Normally when I finish a task I just let it go and my mind moves onto something else. Weeks or months later, details about a task might be needed; instead of recalling the situation, I'll make some incorrect assumption and look foolish.

It became obvious that in order to cover my bases, I needed to become more proactive. Here's what I'm doing:

  • Keeping detailed handwritten meeting notes (in a Moleskine, of course)
  • Creating a folder of organized text docs of unique situations that come up in my somewhat repetitive work
  • Send myself or others reminder emails for upcoming to-dos
  • Set far-off and distant reminder tasks in my GTD app of choice
  • Adding a "notes" column to an Excel spreadsheet I frequently work out of to help maintain my projects

  • Obviously there's a lot of failsafes there -- I'm pretty forgetful. I've considered memory aid apps like
    Mental Case, but I'm not so sure I'm ready to subject myself to flash cards yet. On the bright side, there's something really inviting about the smile on that suitcase, don't you think?

    Quick Tip: Subdivide Tasks For Better GTD

    By Jon:

    If you're like me, GTD doesn't stand for "Getting Things Done", it stands for "Getting Too Much Done". Many of my daily tasks have sat on my list for weeks, and every time my eyes roll over them I just leave them be. I had to take a step back and evaluate why this was happening.

    Result? My to-do list wasn't good enough.

    Looking at the things I've left on the list, I realize that many of them aren't individual tasks, but rather smaller projects. The reason I've ignored them is because multiple things have to happen in order to cross them off.

    For each task, GTD'ers have GOT to try and break them down to the simplest forms, which are simple
    action-oriented tasks. Take a minute to review your task list and try and break down some of those nagging overdue items. Look for the simplest next action that will move you along towards completing the project. Often I've found that breaking something up and doing a small, easy chunk of it has dramatically improved productivity and help me finish the task.

    Check out our other
    posts on GTD for more details on how we get things done.

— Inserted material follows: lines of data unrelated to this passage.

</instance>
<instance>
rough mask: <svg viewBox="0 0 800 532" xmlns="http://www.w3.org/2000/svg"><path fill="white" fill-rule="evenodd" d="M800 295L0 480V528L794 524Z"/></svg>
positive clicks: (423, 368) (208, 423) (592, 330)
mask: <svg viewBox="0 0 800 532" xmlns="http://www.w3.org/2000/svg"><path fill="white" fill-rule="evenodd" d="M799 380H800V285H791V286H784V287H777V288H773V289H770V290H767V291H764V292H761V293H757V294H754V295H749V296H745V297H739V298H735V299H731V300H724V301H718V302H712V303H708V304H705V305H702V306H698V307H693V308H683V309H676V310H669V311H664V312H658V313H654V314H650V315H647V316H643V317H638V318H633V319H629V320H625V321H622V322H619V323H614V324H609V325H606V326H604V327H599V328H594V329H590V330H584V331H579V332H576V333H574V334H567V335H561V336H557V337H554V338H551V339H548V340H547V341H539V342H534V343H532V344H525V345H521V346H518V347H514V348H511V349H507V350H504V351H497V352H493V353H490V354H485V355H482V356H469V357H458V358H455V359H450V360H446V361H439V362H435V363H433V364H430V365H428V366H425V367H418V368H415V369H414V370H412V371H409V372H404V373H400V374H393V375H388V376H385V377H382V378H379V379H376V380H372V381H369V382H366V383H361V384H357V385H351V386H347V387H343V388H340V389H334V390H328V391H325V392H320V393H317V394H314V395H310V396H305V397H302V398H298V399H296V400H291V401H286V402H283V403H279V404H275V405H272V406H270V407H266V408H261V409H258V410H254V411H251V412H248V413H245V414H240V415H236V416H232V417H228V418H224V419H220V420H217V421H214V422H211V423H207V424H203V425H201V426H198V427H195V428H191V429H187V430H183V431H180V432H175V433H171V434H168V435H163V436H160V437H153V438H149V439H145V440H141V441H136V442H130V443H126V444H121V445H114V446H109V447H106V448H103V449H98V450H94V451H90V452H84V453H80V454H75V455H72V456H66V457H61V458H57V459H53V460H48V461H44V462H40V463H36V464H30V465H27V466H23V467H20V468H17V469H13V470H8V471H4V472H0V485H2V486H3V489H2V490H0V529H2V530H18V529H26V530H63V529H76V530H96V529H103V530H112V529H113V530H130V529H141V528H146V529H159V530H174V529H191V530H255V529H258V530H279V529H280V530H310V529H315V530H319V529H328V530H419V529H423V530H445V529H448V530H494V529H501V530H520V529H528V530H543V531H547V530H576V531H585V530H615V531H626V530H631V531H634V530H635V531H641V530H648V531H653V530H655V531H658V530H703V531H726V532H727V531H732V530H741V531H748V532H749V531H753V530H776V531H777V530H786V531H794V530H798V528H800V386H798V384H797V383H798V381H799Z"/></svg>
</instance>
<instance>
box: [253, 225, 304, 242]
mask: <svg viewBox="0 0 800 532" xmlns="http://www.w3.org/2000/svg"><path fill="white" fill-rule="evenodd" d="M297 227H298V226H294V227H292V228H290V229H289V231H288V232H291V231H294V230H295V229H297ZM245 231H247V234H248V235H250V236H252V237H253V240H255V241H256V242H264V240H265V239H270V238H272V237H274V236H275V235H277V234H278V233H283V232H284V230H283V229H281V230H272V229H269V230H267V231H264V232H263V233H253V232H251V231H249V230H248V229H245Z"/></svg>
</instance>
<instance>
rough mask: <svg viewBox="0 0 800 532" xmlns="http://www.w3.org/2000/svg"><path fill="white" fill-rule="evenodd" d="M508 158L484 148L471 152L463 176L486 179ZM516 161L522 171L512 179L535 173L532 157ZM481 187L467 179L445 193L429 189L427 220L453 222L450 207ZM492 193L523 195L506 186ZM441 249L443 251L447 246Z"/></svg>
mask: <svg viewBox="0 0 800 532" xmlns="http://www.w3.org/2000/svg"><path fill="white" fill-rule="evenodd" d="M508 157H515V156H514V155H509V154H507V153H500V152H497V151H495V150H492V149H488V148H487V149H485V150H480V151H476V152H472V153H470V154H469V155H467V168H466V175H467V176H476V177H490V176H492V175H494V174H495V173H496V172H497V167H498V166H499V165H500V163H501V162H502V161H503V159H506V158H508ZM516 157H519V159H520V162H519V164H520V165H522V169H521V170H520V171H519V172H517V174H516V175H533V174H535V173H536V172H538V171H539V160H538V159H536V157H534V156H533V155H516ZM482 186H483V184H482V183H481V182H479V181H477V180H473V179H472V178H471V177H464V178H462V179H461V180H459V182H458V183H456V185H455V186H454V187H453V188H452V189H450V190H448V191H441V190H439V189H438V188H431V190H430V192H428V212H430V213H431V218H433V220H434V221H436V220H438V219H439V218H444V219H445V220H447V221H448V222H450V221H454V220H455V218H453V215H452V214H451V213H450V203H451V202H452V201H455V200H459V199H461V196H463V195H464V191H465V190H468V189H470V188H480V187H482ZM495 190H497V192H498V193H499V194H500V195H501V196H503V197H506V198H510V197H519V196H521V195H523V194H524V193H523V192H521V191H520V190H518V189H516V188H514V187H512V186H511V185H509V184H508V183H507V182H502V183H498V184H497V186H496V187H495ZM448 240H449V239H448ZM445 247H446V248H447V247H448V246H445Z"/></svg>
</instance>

    Tuesday, April 1, 2008

    Restructuring Drama

    By Matt:

    My company is going through a reorganization this week, and it has been pretty difficult. They kicked it off about five weeks ago when they told us, and announced to the press, that there would be a 15% reduction in workforce within the next 4-6 weeks. Since then we've all been anxiously waiting for the proverbial "hammer" to fall, and now the time is upon us. So far the week has been filled with a lot of closed door meetings, hushed hallway conversations, a general sense of foreboding, and the occasional awkward joke in attempts to lighten the mood.

    This is the second restructure I have experienced in the corporate world, the first being last winter. Last year the slash-and-burn happened quickly and abruptly - an email was sent on a Friday morning, and throughout the day, one-by-one, each individual was called into their manager's office... some did not return to their desks.

    This year, in attempts to be more considerate to employees, they gave us a long advance warning, and to their credit are doing their best to communicate issues delicately. But I'm not sure there is a way to do these things that isn't messy.

    I'm curious to hear about reorganizations you have been through... is there a good way to do these things? Is it possible to witness 15% of your company being let-go and in the end say, "You know, that was a really positive experience"? I know we have some Human Resources readers out there, and would be interested to hear your take as well.